AD: Sum up your hopes for this
book:
OH: I have several hopes for this
book. First, I hope it provides scholars
a way to assess many Orthodox conversions, if not the majority of them. As a by-product, I think my thesis could be
applied to analogous situations within the church, as you suggested by asking
about Metropolitan Philip. It didn’t
work in his case, but maybe it could still apply in others. Second, I hope this provides scholars,
Orthodox clergy, and Orthodox laity with a more realistic view of some
important converts and convert movements.
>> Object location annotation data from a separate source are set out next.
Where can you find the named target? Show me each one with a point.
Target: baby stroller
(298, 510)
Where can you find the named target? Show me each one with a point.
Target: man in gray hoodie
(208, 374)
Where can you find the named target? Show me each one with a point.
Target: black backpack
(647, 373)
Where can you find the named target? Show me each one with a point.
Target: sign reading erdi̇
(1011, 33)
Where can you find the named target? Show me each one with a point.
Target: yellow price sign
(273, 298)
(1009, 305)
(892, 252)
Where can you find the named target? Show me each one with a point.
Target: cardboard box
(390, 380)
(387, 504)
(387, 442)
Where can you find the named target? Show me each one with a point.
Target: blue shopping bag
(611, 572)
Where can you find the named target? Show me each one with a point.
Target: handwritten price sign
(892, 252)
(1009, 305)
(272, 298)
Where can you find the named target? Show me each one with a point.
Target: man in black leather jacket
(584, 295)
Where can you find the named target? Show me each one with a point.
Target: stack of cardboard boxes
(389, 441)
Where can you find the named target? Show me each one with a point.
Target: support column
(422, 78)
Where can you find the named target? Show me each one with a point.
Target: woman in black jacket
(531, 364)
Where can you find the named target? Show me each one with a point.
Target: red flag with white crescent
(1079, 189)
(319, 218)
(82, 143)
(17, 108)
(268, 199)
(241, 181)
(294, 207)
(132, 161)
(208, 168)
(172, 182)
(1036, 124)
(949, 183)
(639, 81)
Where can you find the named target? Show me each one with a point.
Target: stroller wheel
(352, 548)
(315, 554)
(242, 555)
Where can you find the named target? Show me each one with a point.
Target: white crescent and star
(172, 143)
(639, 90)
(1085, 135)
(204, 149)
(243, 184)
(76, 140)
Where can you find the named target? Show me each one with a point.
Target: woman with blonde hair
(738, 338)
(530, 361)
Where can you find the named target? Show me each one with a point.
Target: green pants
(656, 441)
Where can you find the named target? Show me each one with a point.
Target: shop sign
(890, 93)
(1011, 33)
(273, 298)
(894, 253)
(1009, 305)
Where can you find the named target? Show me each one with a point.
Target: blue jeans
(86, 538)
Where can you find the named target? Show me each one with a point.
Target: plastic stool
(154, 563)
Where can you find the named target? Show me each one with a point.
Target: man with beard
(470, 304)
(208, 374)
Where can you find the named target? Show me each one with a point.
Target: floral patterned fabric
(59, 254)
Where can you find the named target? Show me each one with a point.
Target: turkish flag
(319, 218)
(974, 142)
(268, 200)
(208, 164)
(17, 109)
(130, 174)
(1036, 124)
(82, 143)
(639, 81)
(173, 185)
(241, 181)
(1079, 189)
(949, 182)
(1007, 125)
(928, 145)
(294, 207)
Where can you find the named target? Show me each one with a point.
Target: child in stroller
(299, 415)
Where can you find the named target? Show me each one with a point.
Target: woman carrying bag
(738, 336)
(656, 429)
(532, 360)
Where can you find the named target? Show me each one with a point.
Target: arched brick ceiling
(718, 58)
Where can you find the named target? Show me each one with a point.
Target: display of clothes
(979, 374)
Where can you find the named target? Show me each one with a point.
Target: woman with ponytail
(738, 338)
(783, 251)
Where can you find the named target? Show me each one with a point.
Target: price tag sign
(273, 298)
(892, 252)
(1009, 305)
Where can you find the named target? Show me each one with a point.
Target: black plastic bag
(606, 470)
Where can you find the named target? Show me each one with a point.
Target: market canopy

Orthodox have developed a fair amount of mythology surrounding Orthodox
converts, a mythology that has often been wedded to triumphalism (talk about a
lack of dispassion!). This work clearly
breaks through that and in that way, I hope it can serve as an example of the
kind of historical inquiry Orthodoxy in America needs (whether internally, from
Orthodox such as myself, or externally).
AD: What projects do you have on
the go now? What will the next book likely be?
OH: In true fashion for one who could simultaneously
work on Sarapion and American Orthodox converts, I have three projects in
progress.
First, I am collaborating with my
friend and colleague Brian Matz on translations of texts from the ninth century
filioque dispute. We hope to have a manuscript that we could
submit a year from now. Ed Sciecienski
mentioned our work in his book, but Brian and I got distracted by our other
projects, so it will be nice to return to this and publish it.
Second, I am also working on a
project that develops a virtue ethic from iconography. This work is intended not simply as an academic
piece, but as something that will be easily accessible to clergy and interested
laity. I am not sure how soon I will
have something to a publisher with this project. It will depend on what this spring and summer
bring.
A third project I am working on
is more in-depth than the first two. It
builds from my convert book, taking up the idea of engaging American
pluralism. This project will be an
exploration of American Orthodox engagement with religious freedom. I believe this is a much needed area of
exploration and in the conclusion I will directly engage some Orthodox
political theology, and argue for an Orthodox-informed “Christian
secularism.” So, if I hope the first two
will be to publishers within a year or so, this one will likely take a couple
of years just to get into (rough) manuscript form. This one might take a little while but I hope
it will be worth it.
"...it has long been a question of mine as to how each side should regard the other's saints, especially as one works towards unity." There's a good, if somewhat breezy, article by Archimandrite Ephrem (Lash) about the Chalcedonian/non-Chalcedonian dimensions of this: "Byzantine Hymns of Hate", in Byzantine Orthodoxies: Papers from the Thirty-sixth Spring Symposium of Byzantine Studies, University of Durham, 23-25 March 2002, edited by Andrew Louth and Augustine Casiday.